Caruychen / 42Hive-Lem_in

Integrated smart ant colony transport system
2 stars 0 forks source link

Hashtable or vec + binary search for adjacency list and parsing? #6

Closed crl-n closed 2 years ago

crl-n commented 2 years ago

As I think you said at one point, a hashtable would be useful in this project. I'm writing this issue to summarize some thoughts I've had relating to this. Feel free to comment, I'd love to know your thoughts on this and which approach you prefer or if you have some other ideas.

There are at least two points in the program where nodes will have to be looked up using their aliases. The first occurs during parsing, the second during edmonds-karp. I'll focus here on the first as an example, because it seems to me it will involve far more look-ups (in edmonds-karp you probably only have to look-up the start node, after that you can just follow the pointers contained in the edges).

After parsing the lines containing information about rooms we need to parse the links/edges. Here, due to the format of the input we have to look up each node using their alias (not their index). This means two lookups per link/edge, because the input is in the format [alias of node a]-[alias of node b].

Let's assume the parser saves the nodes straight into the adjacency list. The naive approach would be to iterate over the adjacency list and checking each node's alias for a match. I believe this solution would have a time complexity of O(n), where n would be the number of rooms. This would be get slow quickly as graph size increases.

A better approach would be to use binary search, giving a time complexity of O(log n). This would probably be sufficient to keep the parsing relatively quick with fairly big graphs. This method has the added bonus that the adjacency list could remain a vec, meaning no other data structure would have to be implemented.

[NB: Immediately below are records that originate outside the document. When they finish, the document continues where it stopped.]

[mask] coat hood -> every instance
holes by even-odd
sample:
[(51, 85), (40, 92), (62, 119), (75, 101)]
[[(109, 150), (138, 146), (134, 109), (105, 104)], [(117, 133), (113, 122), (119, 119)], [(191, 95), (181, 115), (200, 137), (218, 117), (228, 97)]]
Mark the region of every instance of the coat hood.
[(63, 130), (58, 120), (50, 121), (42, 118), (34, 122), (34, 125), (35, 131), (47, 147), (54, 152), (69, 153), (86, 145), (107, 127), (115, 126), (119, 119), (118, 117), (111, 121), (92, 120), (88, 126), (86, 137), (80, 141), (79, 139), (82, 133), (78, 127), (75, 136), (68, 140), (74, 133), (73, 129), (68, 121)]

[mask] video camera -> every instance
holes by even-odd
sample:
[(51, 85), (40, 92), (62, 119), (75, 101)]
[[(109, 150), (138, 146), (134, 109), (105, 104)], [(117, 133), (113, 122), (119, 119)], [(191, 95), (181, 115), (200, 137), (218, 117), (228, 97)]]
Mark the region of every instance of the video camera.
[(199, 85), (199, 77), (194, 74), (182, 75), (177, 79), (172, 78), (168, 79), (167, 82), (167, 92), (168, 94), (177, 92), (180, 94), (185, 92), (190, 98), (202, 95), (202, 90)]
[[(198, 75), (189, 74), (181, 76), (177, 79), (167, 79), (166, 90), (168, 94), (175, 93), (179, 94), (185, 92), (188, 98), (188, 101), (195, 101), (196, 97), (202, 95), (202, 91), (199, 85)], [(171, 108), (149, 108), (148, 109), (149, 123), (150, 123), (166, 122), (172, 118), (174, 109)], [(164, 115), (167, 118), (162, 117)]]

The most efficient way to do the look-ups would probably be to use a hashtable. Hashtable lookup is at best O(1) and O(n) at it's worst. The key to achieving O(1) is to know the data in advance, allowing you to make sure there are a minimum of duplicate hashes being generated. In our case we know fairly well what our data will look like, although different maps could have very differentlly named rooms, which could cause the hashtable to perform differently on different maps. The hashtable approach obviously also means having to implement a hashtable and an efficient hashing function. Basically it is more work, but if done well it would be the most efficient solution.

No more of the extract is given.